Dear Editor,
For a nation currently standing at the center of a global economic “gold rush,” Guyana’s relationship with transparency has become a tale of two realities. On Tuesday August 10th Transparency Inter-national (TI) released its 2025 Corruption Perceptions Index (CPI), handing Guyana a score of 40/100. While that single-point nudge upward from last year suggests a country creeping toward reform, the ink on the report was barely dry before the “buts” began to pile up.
The reality of Guyana today is a high-stakes balancing act. On one side, you have a government rapidly building a legislative fortress; on the other, you have a civil society warning that the fortress is being built with no windows. If you look at the legislative record, Guyana is a “student of the year” candidate. Since 2021, the halls of Parliament have been busy. We’ve seen the reconstitution of the Integrity Commission, the Public Procurement Commission, and a flurry of activity from the National Coordinating Committee (NCC) aimed at meeting international anti-corruption standards.

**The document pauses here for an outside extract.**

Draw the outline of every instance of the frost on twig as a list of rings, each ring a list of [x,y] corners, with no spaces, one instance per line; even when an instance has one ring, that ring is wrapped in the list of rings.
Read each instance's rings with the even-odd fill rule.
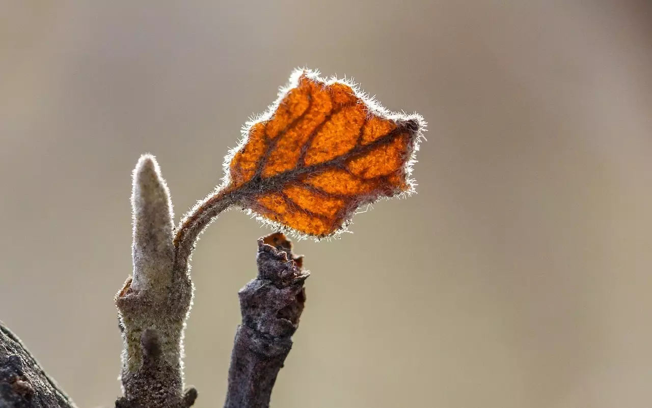
[[[134,170],[134,271],[116,295],[125,349],[123,396],[116,406],[185,408],[196,391],[183,392],[183,331],[193,286],[186,268],[173,267],[170,193],[155,158]]]
[[[265,408],[292,347],[309,273],[282,234],[258,239],[258,274],[240,290],[242,323],[233,341],[225,408]]]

The government’s defense is rooted in these structures. Their “lived reality” is one of modernizing a 19th-century system into a digital-first economy. They argue that by automating land titles and housing permits, they are removing the “human element”—the very space where a bribe usually changes hands. From this perspective, a score of 40 is a milestone on a long road out of the “morass” of the early 2010s, where scores languished in the high 20s. The most chilling effect is, the 2025 TI report and the 2024 UN Human Rights Committee (UNHRC) findings suggesting that laws are only as good as the people allowed to question them. This is where the “pop” of reality hits the pavement.
While the government builds the machinery of transparency, watchdogs claim the operators are being sidelined. The TI report explicitly flags the harassment of “independent media and civil society.” In the streets and newsrooms, the lived reality isn’t just about whether a law exists; it’s about whether a journalist can ask where a billion-dollar drainage contract went without facing a “cyber-bullying” campaign or a defamation suit. “The “State Capture” Conundrum: Last year, TI used a heavy term: State Capture. It’s a sophisticated way of saying that while the front door of the ministry is locked, the back door is wide open for political and economic elites. When several government ministers are alleged to have “fronts” in construction and hospitality, the institutional progress feels, to many, like a coat of paint on a crumbling wall.”
In an emerging “world-class” economy a score of 40 is a “C-minus” in the sphere of governance. It’s better than a failing grade, but it’s nowhere near the honour roll. The paradox lies in the fact that Guyana is currently the fastest-growing economy on the planet. Usually, wealth brings better governance, but in Guyana, the sheer volume of cash has outpaced the speed of the watchdogs. The UNHRC’s 2024 critique hit this nail on the head, pointing out that even with a Special Organised Crime Unit (SOCU), the effectiveness of prosecutions against high-level officials remains a whisper in a room full of shouting. The Commissioner of Information—the person designated to give the public answers—has been described by critics as a high—priced gatekeeper rather than a free gateway.
Our holistic conclusion, for you to see the “real” Guyana in 2025, one must look at both the hammer and the shield. The government is using the hammer to build new laws, but civil society is using their voices as a shield against the overreach that often follows sudden wealth. The jump to 40 points is a statistical win, but a social stalemate. Until the “lived reality” includes a press that can probe without fear and a procurement system where the names on the contracts don’t always match the names at the political rallies, the numbers on the index will remain a secondary story to the atmosphere on the ground.